If your interest in the Inner Sanctum is driven by a love of old-fashioned Halloween spookiness, The Frozen Ghost will likely be a clear highlight of the series. Here we have stage mentalist Gregor the Great (Chaney) who becomes ridden with guilt after a drunk man dies during one of his performances. He believes that the man was killed by way of his own mental energy, which makes him all the more susceptible to what may or may not be a complex gaslighting scheme to drive him insane and divest him of his family fortune.
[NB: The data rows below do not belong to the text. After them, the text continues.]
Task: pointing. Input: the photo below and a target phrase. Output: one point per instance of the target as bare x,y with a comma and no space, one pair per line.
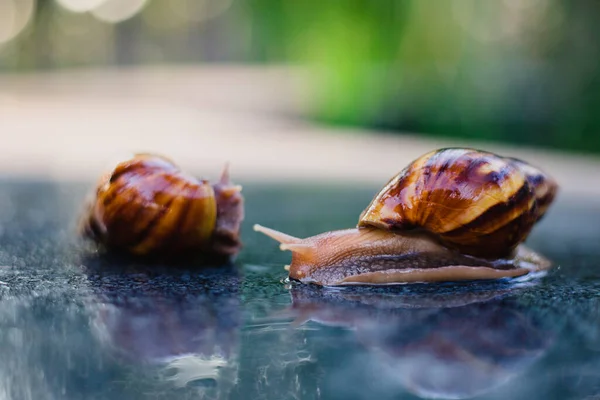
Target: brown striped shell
147,206
476,202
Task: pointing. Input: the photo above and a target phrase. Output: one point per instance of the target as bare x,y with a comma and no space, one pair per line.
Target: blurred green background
505,70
There’s a wax museum, a disgraced plastic surgeon with a penchant for knife throwing, and one very scary looking furnace, although whether or not there is a frozen ghost is a debatable point — the title seems to be a reference to the mesmerized living dead that are exhibited in the wax museum for reasons too complicated to go into here.
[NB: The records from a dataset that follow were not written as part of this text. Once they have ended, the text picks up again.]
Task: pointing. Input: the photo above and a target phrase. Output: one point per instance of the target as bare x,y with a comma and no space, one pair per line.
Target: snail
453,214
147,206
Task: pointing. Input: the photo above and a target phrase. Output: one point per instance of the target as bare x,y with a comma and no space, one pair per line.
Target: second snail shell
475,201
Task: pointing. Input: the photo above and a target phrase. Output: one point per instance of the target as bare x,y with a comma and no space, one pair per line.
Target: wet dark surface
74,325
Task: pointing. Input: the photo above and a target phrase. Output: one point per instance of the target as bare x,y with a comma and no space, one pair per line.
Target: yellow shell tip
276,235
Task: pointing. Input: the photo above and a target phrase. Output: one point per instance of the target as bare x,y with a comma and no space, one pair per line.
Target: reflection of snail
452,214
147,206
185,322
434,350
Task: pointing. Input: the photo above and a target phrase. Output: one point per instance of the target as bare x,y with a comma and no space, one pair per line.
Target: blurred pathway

On the other end of the spooky spectrum is Strange Confession, a remake of an earlier film (with a much better title: The Man Who Reclaimed His Head) and a clear outlier of the Inner Sanctum series. Here we have virtually no mystery or horror elements whatsoever, save for a brief bit of mind control mumbo jumbo on the part of the film’s villain (J. Carroll Naish again) and a terrific framing device involving Chaney in an impromptu legal consultation with a mysterious black medical bag in tow. I won’t spoil the contents of that bag (although the title of the film’s source material gives you a clue), but the story that brings us to Strange Confession’s gruesome conclusion isn’t much of a horror movie at all. Instead, this is a mature, engaging drama about a chemist who puts his own career advancement aside for the greater good of humanity, and in so doing trusts the wrong sleazy executive one too many times, resulting in tragedy and grisly revenge. I would never recommend only seeing one of the Inner Sanctum films, especially if you’re interested enough in the series sight unseen to have read this far, but if you did you’d probably want to make it this one.
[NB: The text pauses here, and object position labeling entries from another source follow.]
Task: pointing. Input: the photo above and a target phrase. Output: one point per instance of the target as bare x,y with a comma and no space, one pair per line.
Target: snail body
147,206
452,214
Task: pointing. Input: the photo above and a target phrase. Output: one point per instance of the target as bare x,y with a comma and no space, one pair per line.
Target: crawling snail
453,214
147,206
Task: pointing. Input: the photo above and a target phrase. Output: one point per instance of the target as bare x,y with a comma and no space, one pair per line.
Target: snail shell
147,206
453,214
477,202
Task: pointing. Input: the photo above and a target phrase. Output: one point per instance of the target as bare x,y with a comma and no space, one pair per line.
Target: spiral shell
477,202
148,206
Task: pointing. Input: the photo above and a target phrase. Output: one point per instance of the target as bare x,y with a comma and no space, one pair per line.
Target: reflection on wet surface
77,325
It may have been impossible to follow up Strange Confession with anything but a disappointment, and sure enough Pillow of Death is something of a low note to end the Inner Sanctum series on. A convoluted murder mystery involving an attorney (Chaney again) accused of murder by departed spirits and a possibly phony (or possibly authentic) spirit medium played by the great J. Edward Bromberg with an overflow of tongue-in-cheek sleazy charm, Pillow of Death skates by on a minimum baseline of entertainment value with some fun spooky seance and cemetery atmosphere (and some very funny comic relief), but can’t help but feel a little watered down compared to other entries in the series. You can only go so far with a title like Pillow of Death, it seems.
Any fan of mid-century pulp mystery thrillers should know about the Inner Sanctum, both in its radio and cinematic forms. The films are also a grand showcase for the acting talents of Lon Chaney, Jr., who was unfortunately often relegated to mute henchmen and monsters later in his horror career, but here gets to play a variety of handsome, charming leading men, so handsome and charming that he usually finds himself extricated in one variety of love triangle or another throughout the series. They’re also a great source of that particular Universal horror atmosphere, even though they’re short on the monsters that the studio specialized in, more interested in mystery plots and Scooby-Doo-style supernatural fakeouts than genuine horror. But sometimes, that’s enough.